Failing that permission, the airline is asking the Americans for an urgent waiver of the DOT's standard ownership and control policy, in order for it to maintain services for the one-year period under its Transitional Services Agreement (TSA) with Caribbean Airlines.
It was not clear what led Air Jamaica to make the request at the eleventh hour, but the airline left no doubt that it needed a decision immediately.
"Air Jamaica respectfully requests the Department's expedited consideration of the matters raised in this letter, with a definitive DOT determination by no later than April 5, 2010," the airline's Washington-based counsel, George Carneal, wrote.
"Absent the economic support derived from such an interim structure, Air Jamaica would face the prospect of a near-term shut down, which would have a catastrophic impact on the approximately 1,900 personnel employed by Air Jamaica/Air Jamaica Holdings, countless booked passengers, and the vital tourism industry in Jamaica which relies so heavily on adequate air transportation services," the letter warned.
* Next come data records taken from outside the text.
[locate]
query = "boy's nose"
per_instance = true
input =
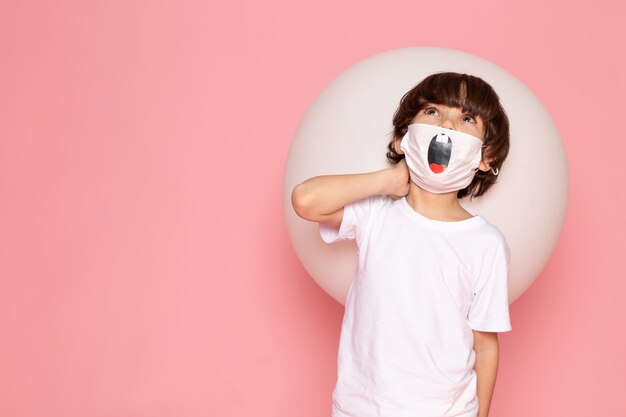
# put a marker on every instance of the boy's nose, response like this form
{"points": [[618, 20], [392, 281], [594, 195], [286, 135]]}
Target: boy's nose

It was not immediately clear how the US would react, given the stand-off between Kingston and Washington over the stalled extradition of Tivoli Gardens strongman, Christopher 'Dudus' Coke.
The Bruce Golding Government said it would not bow to US demands for Coke whom they want to face trial on gun and drug-trafficking charges. Jamaica said the US evidence against Coke was obtained in breach of his constitutional rights.
Reached last night by phone overseas, Chief Executive Officer of Air Jamaica Bruce Nobles confirmed the contents of the letter, a copy of which was obtained by the Observer, but would not speculate.
As part of the transit agreement, Air Jamaica would continue to operate under its existing authority under the contractual agreement with Caribbean Airlines and "we are asking the Department of Transportation for their concurrence with that strategy", Nobles said.
Asked what the implications would be if DOT does not return a favourable response by April 5, Nobles admitted "it is unclear".
"There are different opinions about what might happen or not happen if the determination has not been made and it is premature to try to speculate," he said.
But in the letter to DOT, Carneal noted that prompt implementation of the required interim structure was essential to ensure Air Jamaica's continued commercial operations during the transition period, until such time as CAL was able to take over key Air Jamaica routes.
"In the event the department nevertheless concludes that as a result of this arrangement Air Jamaica no longer satisfies the "effective control" requirements, Air Jamaica hereby requests a limited, short-term waiver of DOT's ownership and control policy to the extent necessary to allow Air Jamaica to continue operations for up to one year under its DOT exemption authority," Carneal asked.
The letter stated that pursuant to a TSA beginning on or about April 12, 2010, Air Jamaica planned to continue to operate under certain Jamaica-US routes authorised by its "open-skies" DOT exemption authority.
This includes continuation of Jamaica-US routes under its JM designator code, homeland Operating License, Air Operator Certificate, and US operations specifications and economic authority.
"The carrier's key management personnel (as required and approved by the Jamaica Civil Aviation Authority), as well as a limited number of other personnel necessary to maintain Air Jamaica operations, will remain direct Air Jamaica employees for as long as Air Jamaica continues air transportation services under its licence and AOC," the letter stated.